Моя ладонь крепко легла на его левую руку, а корпус резко сместился вперед и вниз. Через секунду Сючиц стоял на коленях, с некоторым недоумением щупая свою левую конечность.
— Мне кажется, не стоит продолжать, Константин. Давай прекратим эти мужские выкрутасы. Левая твоя ручка и так разболеется, это будет мешать работе, особенно «ломке» валюты. Кроме того, легким тычком колена я могу выложить все твои зубки на кафельный пол.
Сючиц не попер на меня, а с невнятным матерным бормотанием дунул из кухни. Лиза молча дымила «кэмелом» и сквозь табачную завесу не было видно ее глаз. Через минуту сожитель проскочил с сумкой в руках по коридору и раздался грохот разлетающихся выходных дверей.
— Почему ушел? Нет у нас еще культуры спора. Кулаки-разве это аргумент? — слегка поехидничал я.
— Ну, что там дальше по плану развлечений этого вечера? — бросила женщина несколько противно интонированных слов.
— Да, таким голосом могла бы разговаривать какая-нибудь серьезная инфекция… Лиза, я не идеализирую Соломона Абрамовича, но ведь Костя Сючиц — просто нечистая сила.
И тут Лизоньку прорвало, она заистерировала и уже ничего не могла скрыть.
— Хватить форсить, товарищ чекист. Не надо с натугой доказывать себе, что ты мужчинский мужчина. На самом деле ты-надувной шарик. Поищи сзади завязочку. Все, что ты числишь за собой — удовольствие распоряжаться чужими судьбами, приятную способность вызывать страх, и радость причастности к большому делу — вдуто в тебя Комитетом. Ты мнишь себя Санитаром, этаким Инфекционистом-Гигиенистом, который чистит великий сортир по имени СССР ото всякой грязи и заразы. Не только Сючиц, все мы — я, Фима, Соломон Абрамович — для тебя зараза. Но ведь оставь тебя без поддува, и ты быстро превратишься в сморщеную резиночку.
Дама явно не понимает, что карающему мечу вроде меня опасно и вредно быть мягким и отзывчивым. Что я рискую гораздо больше, чем она. Но сказать ей об этом прямо без намеков — это словно вляпаться в глубокое говно.
— Я вовсе не считаю, что все твои друзья защищают анальные права личности и обсирают родные просторы… Значит, ты хочешь, Лиза, чтобы я сейчас убрался?
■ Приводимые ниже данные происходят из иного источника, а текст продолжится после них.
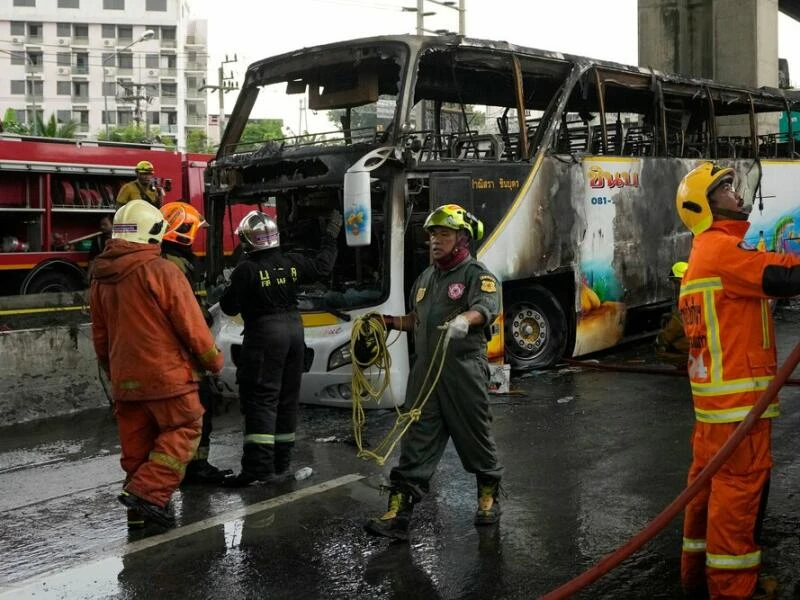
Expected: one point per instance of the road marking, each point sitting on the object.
(124, 548)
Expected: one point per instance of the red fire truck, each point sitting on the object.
(53, 193)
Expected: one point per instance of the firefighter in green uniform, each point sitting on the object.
(457, 297)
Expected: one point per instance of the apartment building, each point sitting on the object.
(105, 63)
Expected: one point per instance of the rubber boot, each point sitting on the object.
(200, 471)
(396, 520)
(151, 512)
(135, 520)
(489, 510)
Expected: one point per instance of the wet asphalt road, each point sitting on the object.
(591, 456)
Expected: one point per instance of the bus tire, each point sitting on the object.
(51, 282)
(536, 328)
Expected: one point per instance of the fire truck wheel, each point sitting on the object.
(50, 282)
(535, 328)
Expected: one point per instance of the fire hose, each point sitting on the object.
(611, 561)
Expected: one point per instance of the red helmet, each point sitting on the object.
(183, 221)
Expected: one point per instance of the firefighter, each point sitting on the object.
(458, 292)
(263, 289)
(142, 188)
(152, 341)
(724, 304)
(671, 343)
(183, 223)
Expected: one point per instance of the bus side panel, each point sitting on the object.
(775, 221)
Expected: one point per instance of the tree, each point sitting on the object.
(11, 125)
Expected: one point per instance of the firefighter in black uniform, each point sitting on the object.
(263, 290)
(183, 223)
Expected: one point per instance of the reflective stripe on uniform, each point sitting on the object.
(728, 561)
(765, 315)
(168, 461)
(734, 386)
(209, 354)
(690, 545)
(734, 415)
(260, 438)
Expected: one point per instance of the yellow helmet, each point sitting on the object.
(693, 191)
(679, 269)
(452, 216)
(138, 221)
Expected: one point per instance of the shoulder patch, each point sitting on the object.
(488, 284)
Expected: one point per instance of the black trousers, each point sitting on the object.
(269, 374)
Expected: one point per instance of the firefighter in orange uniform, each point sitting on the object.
(724, 304)
(152, 340)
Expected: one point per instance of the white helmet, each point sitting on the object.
(258, 231)
(138, 221)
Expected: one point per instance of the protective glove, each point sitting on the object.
(334, 224)
(457, 328)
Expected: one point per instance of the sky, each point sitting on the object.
(256, 29)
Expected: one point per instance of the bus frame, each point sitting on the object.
(573, 167)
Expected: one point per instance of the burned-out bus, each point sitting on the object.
(571, 163)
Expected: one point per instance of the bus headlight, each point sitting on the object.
(339, 357)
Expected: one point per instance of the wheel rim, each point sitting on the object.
(528, 331)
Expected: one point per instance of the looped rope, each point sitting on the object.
(371, 326)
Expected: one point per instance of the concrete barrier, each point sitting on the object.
(48, 372)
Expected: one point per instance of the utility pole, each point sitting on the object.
(226, 84)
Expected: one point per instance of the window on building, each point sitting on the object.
(35, 88)
(80, 89)
(82, 62)
(169, 90)
(125, 60)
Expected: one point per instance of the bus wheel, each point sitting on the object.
(51, 282)
(535, 328)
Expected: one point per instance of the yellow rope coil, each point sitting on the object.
(370, 330)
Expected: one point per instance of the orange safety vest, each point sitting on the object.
(728, 322)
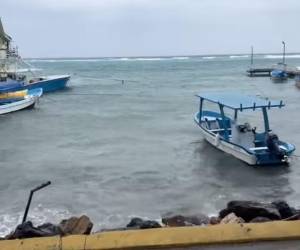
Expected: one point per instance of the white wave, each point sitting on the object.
(152, 58)
(180, 58)
(208, 57)
(280, 56)
(38, 215)
(67, 60)
(238, 56)
(23, 70)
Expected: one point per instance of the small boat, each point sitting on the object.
(297, 80)
(13, 80)
(279, 75)
(8, 105)
(47, 83)
(243, 141)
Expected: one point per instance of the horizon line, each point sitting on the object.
(159, 56)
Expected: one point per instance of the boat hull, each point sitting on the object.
(238, 151)
(49, 84)
(28, 102)
(16, 106)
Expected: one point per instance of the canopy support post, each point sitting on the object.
(266, 119)
(226, 134)
(200, 109)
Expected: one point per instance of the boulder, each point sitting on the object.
(138, 223)
(181, 221)
(249, 210)
(214, 220)
(284, 209)
(260, 219)
(27, 230)
(231, 219)
(75, 225)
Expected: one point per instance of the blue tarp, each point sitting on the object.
(9, 86)
(240, 101)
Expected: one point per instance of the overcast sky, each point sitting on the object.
(91, 28)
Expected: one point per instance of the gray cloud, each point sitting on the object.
(150, 27)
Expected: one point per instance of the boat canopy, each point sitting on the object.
(9, 86)
(239, 101)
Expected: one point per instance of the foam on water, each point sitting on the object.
(23, 70)
(280, 56)
(37, 215)
(238, 56)
(208, 57)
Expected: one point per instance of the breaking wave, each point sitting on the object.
(280, 56)
(208, 57)
(239, 56)
(38, 216)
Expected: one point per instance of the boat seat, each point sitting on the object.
(219, 130)
(258, 148)
(211, 124)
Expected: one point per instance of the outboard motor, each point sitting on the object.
(273, 146)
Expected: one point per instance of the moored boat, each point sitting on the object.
(29, 100)
(279, 75)
(13, 80)
(242, 140)
(297, 80)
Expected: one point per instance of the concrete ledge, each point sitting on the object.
(164, 237)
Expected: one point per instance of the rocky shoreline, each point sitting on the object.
(235, 212)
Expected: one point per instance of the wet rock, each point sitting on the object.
(27, 230)
(138, 223)
(249, 210)
(284, 209)
(181, 221)
(75, 225)
(231, 219)
(214, 220)
(259, 219)
(50, 229)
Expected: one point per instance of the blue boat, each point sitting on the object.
(279, 75)
(225, 130)
(16, 104)
(47, 83)
(11, 80)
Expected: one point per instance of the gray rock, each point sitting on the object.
(249, 210)
(138, 223)
(75, 225)
(284, 209)
(181, 221)
(260, 219)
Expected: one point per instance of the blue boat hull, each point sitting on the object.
(279, 75)
(49, 84)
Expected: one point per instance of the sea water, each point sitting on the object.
(121, 141)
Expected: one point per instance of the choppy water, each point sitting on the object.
(116, 150)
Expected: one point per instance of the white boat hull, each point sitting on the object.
(228, 148)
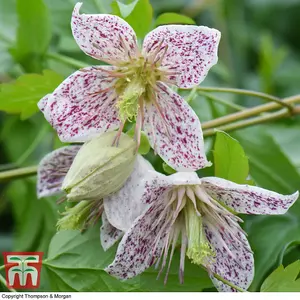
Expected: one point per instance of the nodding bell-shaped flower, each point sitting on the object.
(183, 208)
(135, 86)
(99, 168)
(113, 168)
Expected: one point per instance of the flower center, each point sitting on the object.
(189, 212)
(136, 84)
(81, 216)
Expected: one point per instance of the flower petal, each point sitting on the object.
(109, 234)
(235, 265)
(174, 131)
(53, 169)
(43, 103)
(83, 106)
(138, 248)
(104, 37)
(143, 242)
(124, 206)
(191, 51)
(248, 199)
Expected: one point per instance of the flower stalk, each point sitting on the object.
(3, 281)
(18, 173)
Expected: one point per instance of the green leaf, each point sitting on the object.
(271, 169)
(31, 258)
(138, 14)
(22, 95)
(29, 270)
(230, 160)
(173, 18)
(15, 258)
(33, 34)
(76, 261)
(283, 279)
(34, 219)
(16, 270)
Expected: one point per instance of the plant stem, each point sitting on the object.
(67, 60)
(244, 92)
(3, 281)
(248, 113)
(245, 123)
(221, 101)
(228, 282)
(18, 173)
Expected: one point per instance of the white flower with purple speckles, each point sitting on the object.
(101, 98)
(51, 173)
(184, 208)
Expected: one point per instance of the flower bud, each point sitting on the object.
(99, 168)
(199, 250)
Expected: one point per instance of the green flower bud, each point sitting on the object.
(199, 250)
(81, 215)
(99, 168)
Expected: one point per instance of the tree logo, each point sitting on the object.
(23, 269)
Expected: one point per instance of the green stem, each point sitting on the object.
(221, 101)
(67, 60)
(253, 121)
(18, 173)
(228, 283)
(191, 95)
(99, 6)
(245, 92)
(3, 281)
(248, 113)
(33, 146)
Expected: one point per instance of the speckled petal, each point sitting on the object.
(174, 131)
(52, 170)
(124, 206)
(248, 199)
(109, 234)
(191, 51)
(83, 106)
(43, 102)
(236, 266)
(104, 37)
(137, 250)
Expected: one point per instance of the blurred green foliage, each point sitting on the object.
(259, 50)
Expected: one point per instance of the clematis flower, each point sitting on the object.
(184, 208)
(52, 171)
(135, 86)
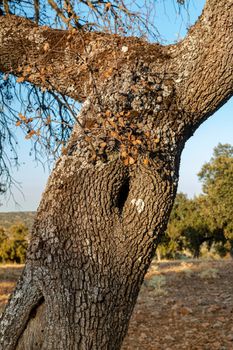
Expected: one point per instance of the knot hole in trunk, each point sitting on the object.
(122, 195)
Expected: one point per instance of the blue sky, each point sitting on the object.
(198, 150)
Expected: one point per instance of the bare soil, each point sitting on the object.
(182, 305)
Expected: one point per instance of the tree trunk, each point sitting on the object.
(93, 240)
(111, 193)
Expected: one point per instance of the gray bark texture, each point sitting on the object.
(109, 196)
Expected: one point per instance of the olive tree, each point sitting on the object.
(111, 192)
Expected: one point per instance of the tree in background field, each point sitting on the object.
(13, 243)
(217, 200)
(109, 197)
(206, 218)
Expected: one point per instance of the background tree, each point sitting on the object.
(188, 228)
(14, 243)
(217, 201)
(110, 194)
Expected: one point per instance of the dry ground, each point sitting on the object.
(182, 305)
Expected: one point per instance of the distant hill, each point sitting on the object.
(10, 218)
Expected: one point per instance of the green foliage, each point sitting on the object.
(207, 218)
(13, 243)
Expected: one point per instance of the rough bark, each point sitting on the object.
(96, 228)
Чтоб больше никогда не возвращался ни в виде голоса по телефону, ни в виде образа на фотокарточке, ни в полном телесном объеме?
— Ты умеешь схватывать желания, этого не отнимешь.
— Тогда для верности моего отчаливания сопроводи меня до парадной. Это займет времени не больше, чем требуется на одну-единственную сигарету, особенно если воспользоваться лифтом.
Доктор Розенштейн, накинув в прихожей шубку, двинулась за мной следом. Распахнулась дверь лифта, а потом, ровно через три секунды движения вниз, я нажал кнопку «стоп».
— Что это значит? — она смотрела на меня, как на гнойную болячку.
— Это значит, что каждый человек хочет, чтобы его понимали.